![68747470733a2f2f766f6c756d656e742e636f6d2f626c6f672f696d672f686e2d646972742d6269672e706e67.png](attachment:68747470733a2f2f766f6c756d656e742e636f6d2f626c6f672f696d672f686e2d646972742d6269672e706e67.png)



# Introduction
**[Hacker News](https://news.ycombinator.com/)** is a link aggregator website that users vote up stories that are interesting to the community. It is similar to Reddit, but the community only revolves around computer science and entrepreneurship posts. Like any social link aggregator site, individual users can post whatever content they want. Below is a screenshot of the Hacker News homepage:

![Hacker%20News-2.PNG](attachment:Hacker%20News-2.PNG)


# Goal
In this project, we will use a data pipeline we've built in a separate python file and apply it to a real-world data pipeline project. Then, we will run a sequence of basic natural language processing tasks using our Pipeline class.

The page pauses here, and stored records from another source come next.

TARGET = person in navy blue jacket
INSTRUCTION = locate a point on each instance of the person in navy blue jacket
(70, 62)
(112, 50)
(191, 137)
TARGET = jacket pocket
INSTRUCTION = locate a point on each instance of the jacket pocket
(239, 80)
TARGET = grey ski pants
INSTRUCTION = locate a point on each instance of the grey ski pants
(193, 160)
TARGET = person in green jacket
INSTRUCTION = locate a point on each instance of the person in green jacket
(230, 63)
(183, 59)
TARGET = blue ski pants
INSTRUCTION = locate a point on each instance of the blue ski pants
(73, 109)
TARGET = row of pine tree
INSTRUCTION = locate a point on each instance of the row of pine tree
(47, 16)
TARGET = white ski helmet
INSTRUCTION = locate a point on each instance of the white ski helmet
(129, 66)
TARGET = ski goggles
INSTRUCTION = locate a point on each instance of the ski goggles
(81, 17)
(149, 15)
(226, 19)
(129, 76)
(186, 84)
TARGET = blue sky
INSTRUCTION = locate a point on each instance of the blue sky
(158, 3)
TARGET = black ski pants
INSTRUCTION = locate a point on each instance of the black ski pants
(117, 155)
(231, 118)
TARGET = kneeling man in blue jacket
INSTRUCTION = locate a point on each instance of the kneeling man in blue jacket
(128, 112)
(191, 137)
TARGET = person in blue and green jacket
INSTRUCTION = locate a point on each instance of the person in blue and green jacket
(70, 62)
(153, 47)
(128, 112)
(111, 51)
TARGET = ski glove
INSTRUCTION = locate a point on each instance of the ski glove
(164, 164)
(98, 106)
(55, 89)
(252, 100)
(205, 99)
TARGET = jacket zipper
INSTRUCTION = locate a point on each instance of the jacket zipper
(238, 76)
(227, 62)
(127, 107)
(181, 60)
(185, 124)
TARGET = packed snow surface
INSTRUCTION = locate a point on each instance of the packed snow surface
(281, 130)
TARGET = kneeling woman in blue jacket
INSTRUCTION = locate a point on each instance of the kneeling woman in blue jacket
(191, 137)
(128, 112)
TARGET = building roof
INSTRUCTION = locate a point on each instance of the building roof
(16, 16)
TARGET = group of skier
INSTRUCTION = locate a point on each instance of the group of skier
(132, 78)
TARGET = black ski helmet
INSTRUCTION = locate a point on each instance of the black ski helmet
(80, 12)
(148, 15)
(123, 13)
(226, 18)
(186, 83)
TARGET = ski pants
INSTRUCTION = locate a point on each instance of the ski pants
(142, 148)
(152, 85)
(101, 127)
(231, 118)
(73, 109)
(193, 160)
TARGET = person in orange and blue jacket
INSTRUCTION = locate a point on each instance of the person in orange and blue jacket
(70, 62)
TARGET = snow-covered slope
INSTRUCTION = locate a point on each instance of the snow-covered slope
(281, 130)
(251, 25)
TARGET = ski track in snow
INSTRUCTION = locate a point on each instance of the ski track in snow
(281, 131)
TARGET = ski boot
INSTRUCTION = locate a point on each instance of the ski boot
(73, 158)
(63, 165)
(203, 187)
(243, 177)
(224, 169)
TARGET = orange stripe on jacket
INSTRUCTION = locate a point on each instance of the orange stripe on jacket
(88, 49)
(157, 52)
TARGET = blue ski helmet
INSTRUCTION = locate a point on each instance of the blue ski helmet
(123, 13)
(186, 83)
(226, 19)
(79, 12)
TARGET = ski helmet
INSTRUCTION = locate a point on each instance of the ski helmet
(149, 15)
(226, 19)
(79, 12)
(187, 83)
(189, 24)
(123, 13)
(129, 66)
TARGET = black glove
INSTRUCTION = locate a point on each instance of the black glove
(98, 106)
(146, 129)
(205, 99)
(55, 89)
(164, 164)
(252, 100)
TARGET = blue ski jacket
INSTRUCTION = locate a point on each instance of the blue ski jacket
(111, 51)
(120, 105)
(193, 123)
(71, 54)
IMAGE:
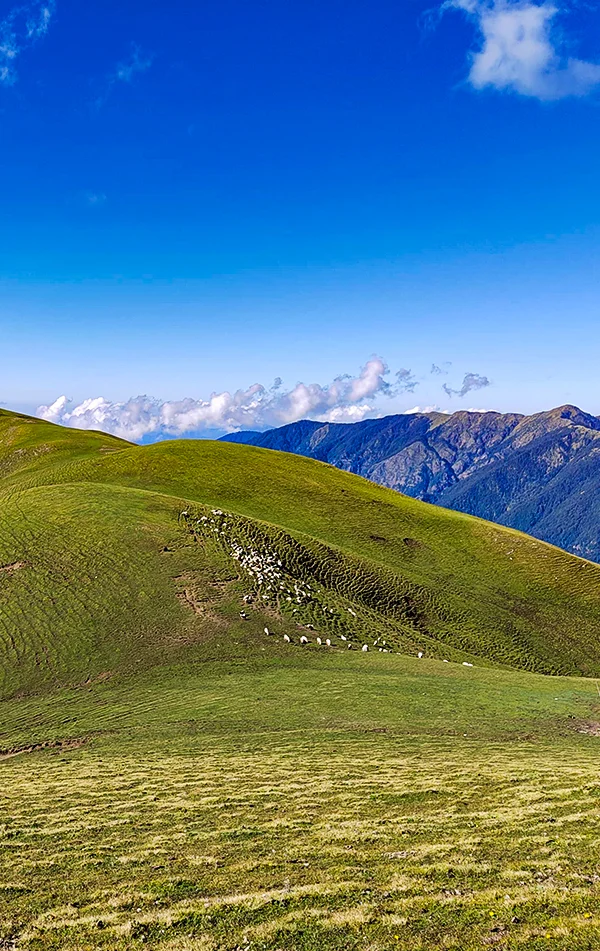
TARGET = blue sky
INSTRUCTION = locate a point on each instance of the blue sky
(198, 198)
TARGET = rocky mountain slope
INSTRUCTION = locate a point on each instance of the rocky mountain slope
(540, 473)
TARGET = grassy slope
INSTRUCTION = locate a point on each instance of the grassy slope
(475, 587)
(199, 786)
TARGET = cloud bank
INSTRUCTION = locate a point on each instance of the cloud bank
(19, 30)
(471, 381)
(520, 52)
(346, 399)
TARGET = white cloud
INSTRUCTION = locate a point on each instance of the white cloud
(471, 381)
(346, 399)
(520, 52)
(19, 30)
(138, 62)
(124, 72)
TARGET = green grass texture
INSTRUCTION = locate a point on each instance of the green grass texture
(184, 766)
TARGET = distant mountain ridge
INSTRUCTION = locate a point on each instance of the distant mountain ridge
(539, 474)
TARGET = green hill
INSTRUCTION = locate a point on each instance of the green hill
(95, 562)
(172, 775)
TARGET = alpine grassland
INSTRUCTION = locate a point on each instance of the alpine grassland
(251, 701)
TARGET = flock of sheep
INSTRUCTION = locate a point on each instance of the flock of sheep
(265, 568)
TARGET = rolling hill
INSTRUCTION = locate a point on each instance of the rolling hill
(98, 567)
(180, 770)
(539, 474)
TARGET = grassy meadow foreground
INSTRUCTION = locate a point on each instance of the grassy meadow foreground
(172, 775)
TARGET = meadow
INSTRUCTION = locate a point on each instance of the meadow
(179, 770)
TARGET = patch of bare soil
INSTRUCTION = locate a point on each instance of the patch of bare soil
(15, 566)
(62, 746)
(590, 728)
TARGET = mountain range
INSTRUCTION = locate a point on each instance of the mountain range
(539, 474)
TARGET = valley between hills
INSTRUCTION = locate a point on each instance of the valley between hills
(250, 700)
(538, 473)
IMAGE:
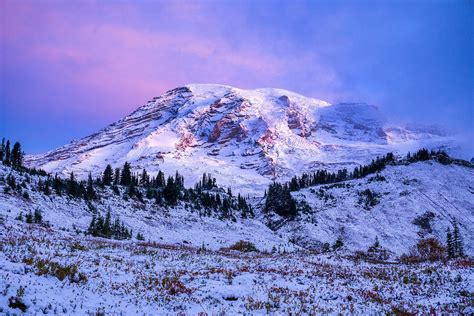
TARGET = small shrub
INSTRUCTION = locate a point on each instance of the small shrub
(243, 246)
(429, 249)
(424, 221)
(16, 302)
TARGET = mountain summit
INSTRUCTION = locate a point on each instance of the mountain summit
(245, 138)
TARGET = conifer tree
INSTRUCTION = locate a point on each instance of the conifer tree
(2, 150)
(73, 188)
(457, 241)
(6, 160)
(108, 175)
(17, 156)
(450, 244)
(144, 179)
(90, 192)
(38, 217)
(126, 175)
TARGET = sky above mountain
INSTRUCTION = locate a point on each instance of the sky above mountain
(70, 68)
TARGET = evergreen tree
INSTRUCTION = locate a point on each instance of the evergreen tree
(457, 241)
(73, 188)
(171, 192)
(90, 192)
(144, 179)
(126, 176)
(6, 160)
(450, 244)
(117, 176)
(108, 175)
(2, 150)
(107, 225)
(38, 217)
(17, 156)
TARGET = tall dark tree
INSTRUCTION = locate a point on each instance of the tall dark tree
(108, 175)
(90, 192)
(450, 244)
(457, 241)
(144, 178)
(117, 176)
(171, 192)
(126, 176)
(6, 160)
(16, 156)
(73, 188)
(2, 150)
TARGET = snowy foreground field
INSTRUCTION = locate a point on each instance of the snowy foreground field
(51, 271)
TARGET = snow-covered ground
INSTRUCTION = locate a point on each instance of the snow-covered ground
(183, 265)
(445, 193)
(102, 276)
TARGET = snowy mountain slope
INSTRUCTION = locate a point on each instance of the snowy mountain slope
(245, 138)
(423, 190)
(404, 193)
(178, 225)
(57, 269)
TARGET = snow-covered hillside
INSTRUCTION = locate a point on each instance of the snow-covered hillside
(245, 138)
(190, 260)
(404, 196)
(403, 193)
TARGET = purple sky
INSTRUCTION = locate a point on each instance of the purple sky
(69, 68)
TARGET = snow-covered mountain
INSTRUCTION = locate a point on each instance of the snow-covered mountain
(245, 138)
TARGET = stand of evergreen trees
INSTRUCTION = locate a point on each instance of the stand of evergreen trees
(11, 157)
(455, 245)
(104, 227)
(280, 201)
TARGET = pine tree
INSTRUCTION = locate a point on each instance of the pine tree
(117, 176)
(38, 217)
(17, 156)
(144, 179)
(107, 225)
(72, 186)
(457, 241)
(90, 192)
(126, 176)
(450, 244)
(6, 160)
(108, 175)
(2, 150)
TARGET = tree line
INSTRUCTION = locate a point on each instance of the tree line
(278, 198)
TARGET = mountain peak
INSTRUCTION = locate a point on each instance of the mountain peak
(250, 136)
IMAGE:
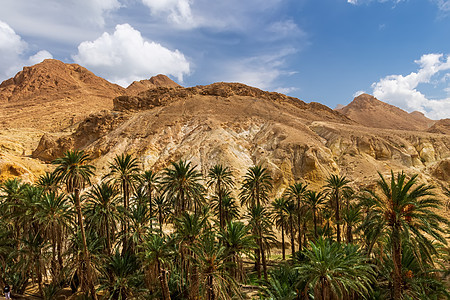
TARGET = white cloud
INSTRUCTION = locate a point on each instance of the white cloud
(357, 93)
(220, 15)
(13, 52)
(177, 11)
(62, 21)
(39, 57)
(259, 71)
(402, 90)
(125, 56)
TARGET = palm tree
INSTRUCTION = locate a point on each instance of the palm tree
(48, 182)
(221, 179)
(162, 209)
(447, 193)
(404, 210)
(54, 215)
(230, 209)
(352, 216)
(335, 187)
(314, 201)
(158, 250)
(123, 172)
(259, 220)
(101, 211)
(121, 276)
(189, 229)
(150, 181)
(73, 169)
(280, 217)
(238, 241)
(256, 186)
(297, 192)
(211, 260)
(332, 270)
(181, 184)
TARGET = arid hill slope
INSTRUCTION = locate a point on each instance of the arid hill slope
(241, 126)
(53, 95)
(227, 123)
(371, 112)
(154, 82)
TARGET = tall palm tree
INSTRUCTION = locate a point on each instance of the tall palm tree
(259, 220)
(221, 179)
(54, 215)
(73, 169)
(230, 209)
(405, 208)
(48, 182)
(124, 171)
(158, 250)
(280, 217)
(297, 192)
(101, 211)
(238, 241)
(121, 276)
(150, 181)
(211, 260)
(189, 229)
(182, 184)
(332, 270)
(336, 186)
(256, 186)
(352, 216)
(163, 210)
(314, 201)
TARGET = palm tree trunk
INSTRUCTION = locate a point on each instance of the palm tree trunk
(83, 237)
(397, 257)
(349, 233)
(315, 223)
(194, 283)
(125, 223)
(283, 249)
(299, 221)
(263, 257)
(338, 220)
(292, 235)
(164, 284)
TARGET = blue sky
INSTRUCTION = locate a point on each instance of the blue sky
(326, 51)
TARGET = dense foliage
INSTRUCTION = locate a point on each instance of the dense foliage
(181, 234)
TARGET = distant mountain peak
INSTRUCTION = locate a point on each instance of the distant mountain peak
(369, 111)
(159, 80)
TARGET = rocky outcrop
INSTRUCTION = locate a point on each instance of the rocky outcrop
(441, 126)
(154, 82)
(371, 112)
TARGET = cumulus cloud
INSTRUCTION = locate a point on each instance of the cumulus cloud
(402, 90)
(222, 15)
(125, 56)
(178, 11)
(357, 93)
(62, 21)
(260, 71)
(13, 52)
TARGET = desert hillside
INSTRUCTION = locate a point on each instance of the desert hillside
(371, 112)
(159, 121)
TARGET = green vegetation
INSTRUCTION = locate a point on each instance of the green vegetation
(181, 234)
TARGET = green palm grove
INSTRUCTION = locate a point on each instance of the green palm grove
(179, 234)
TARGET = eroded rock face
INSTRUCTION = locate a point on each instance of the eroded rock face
(371, 112)
(241, 126)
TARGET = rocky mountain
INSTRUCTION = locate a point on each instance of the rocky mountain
(154, 82)
(236, 125)
(371, 112)
(441, 126)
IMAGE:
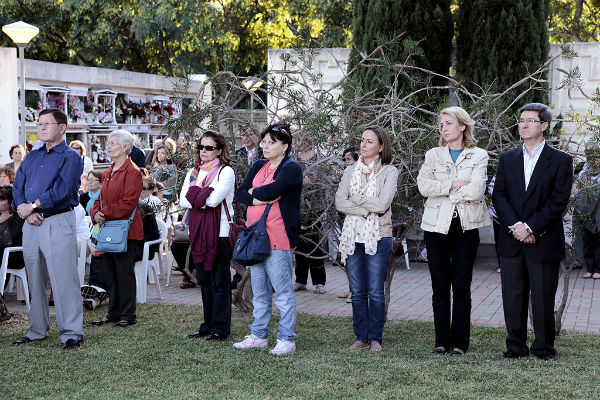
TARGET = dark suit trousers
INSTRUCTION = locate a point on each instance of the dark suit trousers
(120, 279)
(450, 258)
(215, 287)
(520, 275)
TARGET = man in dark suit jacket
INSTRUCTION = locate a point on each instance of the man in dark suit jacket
(533, 186)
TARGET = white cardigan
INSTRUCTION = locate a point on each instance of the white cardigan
(224, 184)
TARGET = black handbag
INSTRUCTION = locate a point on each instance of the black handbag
(253, 245)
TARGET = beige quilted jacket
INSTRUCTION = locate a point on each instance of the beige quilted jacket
(470, 166)
(386, 185)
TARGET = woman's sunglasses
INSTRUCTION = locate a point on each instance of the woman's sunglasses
(208, 148)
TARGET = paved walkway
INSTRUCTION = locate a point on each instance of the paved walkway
(411, 296)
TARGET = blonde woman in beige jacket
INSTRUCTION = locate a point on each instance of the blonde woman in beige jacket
(365, 195)
(453, 178)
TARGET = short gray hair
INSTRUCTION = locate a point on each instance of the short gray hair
(544, 112)
(125, 138)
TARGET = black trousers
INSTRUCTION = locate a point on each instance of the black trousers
(304, 264)
(120, 278)
(215, 287)
(179, 251)
(591, 250)
(450, 258)
(98, 272)
(520, 276)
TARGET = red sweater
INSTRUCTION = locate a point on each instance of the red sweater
(120, 195)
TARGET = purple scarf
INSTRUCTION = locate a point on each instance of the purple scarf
(204, 223)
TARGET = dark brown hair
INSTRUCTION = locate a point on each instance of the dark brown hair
(281, 132)
(221, 144)
(384, 139)
(352, 150)
(58, 115)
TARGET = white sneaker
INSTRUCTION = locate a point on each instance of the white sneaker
(251, 342)
(283, 347)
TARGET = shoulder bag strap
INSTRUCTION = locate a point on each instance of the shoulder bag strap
(362, 191)
(132, 213)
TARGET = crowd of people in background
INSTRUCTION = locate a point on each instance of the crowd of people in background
(54, 209)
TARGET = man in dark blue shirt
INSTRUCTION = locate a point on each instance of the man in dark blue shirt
(45, 192)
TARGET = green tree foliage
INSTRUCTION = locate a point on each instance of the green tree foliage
(426, 42)
(171, 36)
(574, 21)
(501, 41)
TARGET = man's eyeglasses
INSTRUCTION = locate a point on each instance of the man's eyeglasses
(521, 121)
(208, 148)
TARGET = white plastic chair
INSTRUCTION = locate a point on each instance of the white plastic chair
(21, 273)
(142, 267)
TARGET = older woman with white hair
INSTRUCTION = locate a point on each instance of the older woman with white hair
(453, 178)
(119, 196)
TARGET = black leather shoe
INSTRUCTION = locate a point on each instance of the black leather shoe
(24, 340)
(126, 323)
(198, 334)
(513, 354)
(71, 344)
(546, 357)
(216, 336)
(100, 322)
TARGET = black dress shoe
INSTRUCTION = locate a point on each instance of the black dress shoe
(71, 344)
(198, 334)
(513, 354)
(126, 323)
(100, 322)
(545, 357)
(24, 340)
(216, 336)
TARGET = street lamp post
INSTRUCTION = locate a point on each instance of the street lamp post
(21, 33)
(252, 85)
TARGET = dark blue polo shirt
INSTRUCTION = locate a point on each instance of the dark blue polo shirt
(53, 177)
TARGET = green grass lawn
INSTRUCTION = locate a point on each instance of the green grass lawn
(156, 360)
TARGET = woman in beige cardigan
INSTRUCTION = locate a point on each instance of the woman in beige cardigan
(365, 195)
(453, 178)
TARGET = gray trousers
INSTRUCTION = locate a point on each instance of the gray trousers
(50, 254)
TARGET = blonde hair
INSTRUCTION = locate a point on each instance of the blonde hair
(80, 144)
(464, 119)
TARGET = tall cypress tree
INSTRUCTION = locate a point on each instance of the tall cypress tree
(500, 42)
(428, 32)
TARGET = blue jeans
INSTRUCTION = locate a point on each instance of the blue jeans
(367, 274)
(274, 273)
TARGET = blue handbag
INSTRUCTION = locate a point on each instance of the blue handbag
(112, 236)
(253, 245)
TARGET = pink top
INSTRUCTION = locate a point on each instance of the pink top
(275, 225)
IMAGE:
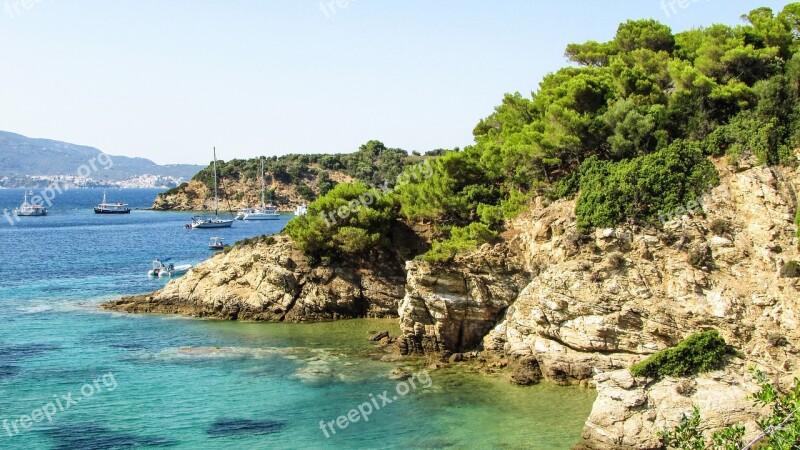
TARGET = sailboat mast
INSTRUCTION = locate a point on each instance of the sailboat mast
(262, 183)
(216, 196)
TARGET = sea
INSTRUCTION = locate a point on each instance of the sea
(75, 377)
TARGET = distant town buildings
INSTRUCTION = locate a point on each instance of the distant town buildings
(75, 182)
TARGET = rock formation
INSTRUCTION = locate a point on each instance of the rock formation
(561, 304)
(271, 280)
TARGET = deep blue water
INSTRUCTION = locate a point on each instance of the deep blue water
(171, 382)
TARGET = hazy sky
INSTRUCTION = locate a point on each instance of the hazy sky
(169, 79)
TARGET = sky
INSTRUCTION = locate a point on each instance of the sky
(170, 79)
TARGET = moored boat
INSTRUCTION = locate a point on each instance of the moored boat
(201, 222)
(265, 212)
(111, 208)
(27, 209)
(162, 268)
(217, 243)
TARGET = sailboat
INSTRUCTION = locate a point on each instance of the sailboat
(30, 209)
(111, 208)
(265, 212)
(216, 221)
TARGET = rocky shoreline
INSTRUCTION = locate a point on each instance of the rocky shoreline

The goal will be to find the most talked about tech topics in 2014 by finding the top 100 keywords of Hacker News posts.

# Data
We will use data from a Hacker News (HN) API that returns JSON data of the top stories in 2014. We have already downloaded a list of JSON posts called **hn_stories_2014.json**, and created the Pipeline class in **pipeline.py**. All files from this project can be cloned from this [github repository](https://github.com/gr3yw0rm/Dataquest-Showcases/tree/master/Hacker%20News%20Data%20Pipeline).

Each post has a set of keys, but we will deal only with the following keys:

* created_at: A timestamp of the story's creation time.
* created_at_i: A unix epoch timestamp.
* url: The URL of the story link.
* objectID: The ID of the story.
* author: The story's author (username on HN).
* points: The number of upvotes the story had.
* title: The headline of the post.
* num_comments: The number of a comments a post has.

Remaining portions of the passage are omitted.